Sleights of Mind [via Kayoko Mitsumatsu]


By GEORGE JOHNSON

Jane Kalinowsky for The New York Times
Teller demonstrated Miser’s Dream at the Magic of Consciousness symposium in Las Vegas.

Some magicians have intuitively mastered some of the lessons being learned in the laboratory about the limits of cognition and attention. 

The reason he had picked me from the audience, Apollo Robbins insisted, was that I’d seemed so engaged, nodding my head and making eye contact as he and the other magicians explained the tricks of the trade. I believed him when he told me afterward, over dinner at the Venetian, that he hadn’t noticed the name tag identifying me as a science writer. But then everyone believes Apollo — as he expertly removes your wallet and car keys and unbuckles your watch.

It was Sunday night on the Las Vegas Strip, where earlier this summer the Association for the Scientific Study of Consciousness was holding its annual meeting at the Imperial Palace Hotel. The organization’s last gathering had been in the staid environs of Oxford, but Las Vegas — the city of illusions, where the Statue of Liberty stares past Camelot at the Sphinx — turned out to be the perfect locale. After two days of presentations by scientists and philosophers speculating on how the mind construes, and misconstrues, reality, we were hearing from the pros: James (The Amazing) Randi, Johnny Thompson (The Great Tomsoni), Mac King and Teller — magicians who had intuitively mastered some of the lessons being learned in the laboratory about the limits of cognition and attention.

“This wasn’t just a group of world-class performers,” said Susana Martinez-Conde, a scientist at the Barrow Neurological Institute in Phoenix who studies optical illusions and what they say about the brain. “They were hand-picked because of their specific interest in the cognitive principles underlying the magic.”

She and Stephen Macknik, another Barrow researcher, organized the symposium, appropriately called the Magic of Consciousness.

Apollo, with the pull of his eyes and the arc of his hand, swung around my attention like a gooseneck lamp, so that it always pointed in the wrong direction. When he appeared to be reaching for my left pocket he was swiping something from the right. At the end of the act the audience applauded as he handed me my pen, some crumpled receipts and dollar bills, and my digital audio recorder, which had been running all the while. I hadn’t noticed that my watch was gone until he unstrapped it from his own wrist.

“He’s uncanny,” Teller said to me afterward as he rushed off for his nightly show with Penn at the Rio.

A recurring theme in experimental psychology is the narrowness of perception: how very little of the sensory clamor makes its way into awareness. Earlier in the day, before the magic show, a neuroscientist had demonstrated a phenomenon called inattentional blindness with a video made at the Visual Cognition Laboratory at the University of Illinois.

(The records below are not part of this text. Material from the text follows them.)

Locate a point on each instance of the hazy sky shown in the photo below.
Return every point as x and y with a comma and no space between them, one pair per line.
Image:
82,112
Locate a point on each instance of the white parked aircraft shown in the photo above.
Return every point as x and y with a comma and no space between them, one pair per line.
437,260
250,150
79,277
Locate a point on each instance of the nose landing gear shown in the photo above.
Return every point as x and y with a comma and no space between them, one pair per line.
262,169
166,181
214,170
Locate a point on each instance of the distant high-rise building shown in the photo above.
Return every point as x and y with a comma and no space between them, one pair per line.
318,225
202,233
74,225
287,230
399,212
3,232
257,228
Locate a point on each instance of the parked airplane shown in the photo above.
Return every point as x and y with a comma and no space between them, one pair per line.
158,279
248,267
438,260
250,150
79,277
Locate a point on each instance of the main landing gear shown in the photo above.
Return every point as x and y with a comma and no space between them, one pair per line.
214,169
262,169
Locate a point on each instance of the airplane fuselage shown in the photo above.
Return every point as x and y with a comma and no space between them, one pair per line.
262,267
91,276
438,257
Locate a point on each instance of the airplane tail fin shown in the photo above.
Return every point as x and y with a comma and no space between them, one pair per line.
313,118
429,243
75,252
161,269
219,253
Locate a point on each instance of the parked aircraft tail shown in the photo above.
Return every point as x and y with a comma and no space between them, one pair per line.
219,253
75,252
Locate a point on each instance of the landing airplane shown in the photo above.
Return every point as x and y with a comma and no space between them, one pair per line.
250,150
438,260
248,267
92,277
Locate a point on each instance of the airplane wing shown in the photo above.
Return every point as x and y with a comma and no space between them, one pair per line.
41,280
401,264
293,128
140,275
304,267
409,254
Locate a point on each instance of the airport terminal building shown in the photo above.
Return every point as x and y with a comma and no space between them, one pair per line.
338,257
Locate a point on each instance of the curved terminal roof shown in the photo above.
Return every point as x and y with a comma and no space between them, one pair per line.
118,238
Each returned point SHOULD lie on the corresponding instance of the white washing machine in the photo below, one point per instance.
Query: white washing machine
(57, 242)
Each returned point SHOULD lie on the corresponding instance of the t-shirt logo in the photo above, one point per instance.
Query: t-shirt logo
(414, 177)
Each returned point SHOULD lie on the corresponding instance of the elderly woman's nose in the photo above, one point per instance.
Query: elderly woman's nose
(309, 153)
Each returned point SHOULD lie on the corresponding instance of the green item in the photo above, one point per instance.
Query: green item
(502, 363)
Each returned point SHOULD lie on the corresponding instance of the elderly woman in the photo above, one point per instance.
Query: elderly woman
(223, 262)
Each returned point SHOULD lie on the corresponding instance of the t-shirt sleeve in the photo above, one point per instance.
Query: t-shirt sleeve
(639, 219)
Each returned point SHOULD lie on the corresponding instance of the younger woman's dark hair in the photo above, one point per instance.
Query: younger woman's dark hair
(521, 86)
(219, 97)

In the video, six men and women — half with white shirts and half with black — are tossing around a couple of basketballs. Viewers are asked to count how many times members of, say, the white team, manage to complete a pass, keeping the ball from the opposition. I dutifully followed the instructions and was surprised when some 15 seconds into the game, laughter began to ripple through the audience. Only when I watched a second time did I see the person in the gorilla suit walking on from stage left.


Secretive as they are about specifics, the magicians were as eager as the scientists when it came to discussing the cognitive illusions that masquerade as magic: disguising one action as another, implying data that isn’t there, taking advantage of how the brain fills in gaps — making assumptions, as The Amazing Randi put it, and mistaking them for facts.

Sounding more like a professor than a comedian and magician, Teller described how a good conjuror exploits the human compulsion to find patterns, and to impose them when they aren’t really there.

“In real life if you see something done again and again, you study it and you gradually pick up a pattern,” he said as he walked onstage holding a brass bucket in his left hand. “If you do that with a magician, it’s sometimes a big mistake.”

Pulling one coin after another from the air, he dropped them, thunk, thunk, thunk, into the bucket. Just as the audience was beginning to catch on — somehow he was concealing the coins between his fingers — he flashed his empty palm and, thunk, dropped another coin, and then grabbed another from a gentlemen’s white hair. For the climax of the act, Teller deftly removed a spectator’s glasses, tipped them over the bucket and, thunk, thunk, two more coins fell.

As he ran through the trick a second time, annotating each step, we saw how we had been led to mismatch cause and effect, to form one false hypothesis after another. Sometimes the coins were coming from his right hand, and sometimes from his left, hidden beneath the fingers holding the bucket.

He left us with his definition of magic: “The theatrical linking of a cause with an effect that has no basis in physical reality, but that — in our hearts — ought to.”